An ideal translated video should have the following characteristics: accurate subtitles, appropriate length, voice tone matching the original, and perfect synchronization between subtitles, audio, and visuals.

This guide details the four steps of video translation and provides optimal configuration recommendations for each step.

Step 1: Speech Recognition

  • Goal: Convert speech in the video into subtitle files in the corresponding language.

  • Corresponding Control Element: "Speech Recognition" row

  • Best Configuration for Non-Chinese:

    • Select faster-whisper(local)
    • Choose model large-v2, large-v3, or large-v3-turbo
    • Select speech segmentation mode Overall Recognition
    • Check Preserve Original Background Audio (time-consuming)
  • Best Configuration for Chinese:

    • Select Ali FunASR
    • Select speech segmentation mode Overall Recognition
    • Check Preserve Original Background Audio (time-consuming)
  • Best Configuration for Minor Languages:

    • Select Gemini Large Model Recognition
  • Note: Processing is extremely slow without an Nvidia GPU or a configured CUDA environment for CUDA acceleration. May crash with insufficient VRAM.
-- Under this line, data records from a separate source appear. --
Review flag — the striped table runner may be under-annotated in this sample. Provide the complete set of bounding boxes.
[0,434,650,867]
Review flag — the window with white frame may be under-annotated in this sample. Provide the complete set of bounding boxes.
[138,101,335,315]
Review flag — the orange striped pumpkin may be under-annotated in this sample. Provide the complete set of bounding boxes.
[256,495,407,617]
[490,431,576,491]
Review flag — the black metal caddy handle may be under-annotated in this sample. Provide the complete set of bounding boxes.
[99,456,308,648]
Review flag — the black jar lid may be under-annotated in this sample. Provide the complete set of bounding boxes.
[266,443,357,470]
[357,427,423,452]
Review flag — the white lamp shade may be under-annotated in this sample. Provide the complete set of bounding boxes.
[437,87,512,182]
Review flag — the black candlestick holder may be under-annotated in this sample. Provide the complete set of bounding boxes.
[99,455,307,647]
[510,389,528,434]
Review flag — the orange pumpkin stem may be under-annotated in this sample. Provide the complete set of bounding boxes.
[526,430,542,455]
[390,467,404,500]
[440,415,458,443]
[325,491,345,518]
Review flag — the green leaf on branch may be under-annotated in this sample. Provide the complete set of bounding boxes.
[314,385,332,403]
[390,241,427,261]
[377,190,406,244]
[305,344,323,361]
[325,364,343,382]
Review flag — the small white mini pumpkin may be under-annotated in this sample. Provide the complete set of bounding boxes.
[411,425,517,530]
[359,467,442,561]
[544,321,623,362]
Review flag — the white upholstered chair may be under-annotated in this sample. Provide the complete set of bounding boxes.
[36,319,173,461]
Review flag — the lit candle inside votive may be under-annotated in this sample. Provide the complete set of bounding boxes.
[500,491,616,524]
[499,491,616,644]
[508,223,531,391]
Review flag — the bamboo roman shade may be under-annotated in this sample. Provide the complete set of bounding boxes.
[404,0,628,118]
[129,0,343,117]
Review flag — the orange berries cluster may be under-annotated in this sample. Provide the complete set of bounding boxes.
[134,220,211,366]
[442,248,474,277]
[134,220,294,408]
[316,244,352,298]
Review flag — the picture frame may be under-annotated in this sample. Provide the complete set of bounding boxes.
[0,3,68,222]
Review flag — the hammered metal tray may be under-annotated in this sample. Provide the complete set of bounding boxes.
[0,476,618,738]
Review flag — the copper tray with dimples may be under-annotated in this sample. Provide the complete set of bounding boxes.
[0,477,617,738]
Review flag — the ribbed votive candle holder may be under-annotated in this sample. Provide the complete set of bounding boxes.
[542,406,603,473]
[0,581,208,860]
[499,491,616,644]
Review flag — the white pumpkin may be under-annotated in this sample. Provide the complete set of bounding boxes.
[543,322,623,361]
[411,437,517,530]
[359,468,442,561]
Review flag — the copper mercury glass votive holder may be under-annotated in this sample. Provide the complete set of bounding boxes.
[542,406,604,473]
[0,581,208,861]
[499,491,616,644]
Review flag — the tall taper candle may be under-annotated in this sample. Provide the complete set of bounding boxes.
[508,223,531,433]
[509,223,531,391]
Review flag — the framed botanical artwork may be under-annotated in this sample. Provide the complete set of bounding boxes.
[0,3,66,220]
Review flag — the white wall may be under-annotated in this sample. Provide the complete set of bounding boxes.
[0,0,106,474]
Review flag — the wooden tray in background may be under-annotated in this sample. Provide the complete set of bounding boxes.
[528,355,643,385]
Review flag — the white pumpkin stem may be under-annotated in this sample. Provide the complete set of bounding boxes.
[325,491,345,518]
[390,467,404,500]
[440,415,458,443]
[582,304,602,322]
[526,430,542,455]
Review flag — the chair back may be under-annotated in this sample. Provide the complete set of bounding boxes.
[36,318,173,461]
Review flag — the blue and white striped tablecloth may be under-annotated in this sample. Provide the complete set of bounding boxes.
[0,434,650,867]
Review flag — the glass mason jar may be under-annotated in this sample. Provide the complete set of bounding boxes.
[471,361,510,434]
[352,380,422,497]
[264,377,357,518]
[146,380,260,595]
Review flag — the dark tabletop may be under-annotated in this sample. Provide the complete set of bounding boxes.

Step 2: Subtitle Translation

  • Goal: Translate the subtitle file generated in Step 1 into the target language.

  • Corresponding Control Element: "Translation Channel" row

  • Best Configuration:

    • First Choice: If you have a VPN and know how to configure it, use the gemini-2.5-flash model in Menu - Translation Settings - Gemini pro (Gemini AI channel).
    • Second Choice: If you don't have a VPN or cannot configure a proxy, select DeepSeek in the "Translation Channel".

    How to use GeminiAI: https://pyvideotrans.com/gemini.html

Step 3: Dubbing

  • Goal: Generate dubbing based on the translated subtitle file.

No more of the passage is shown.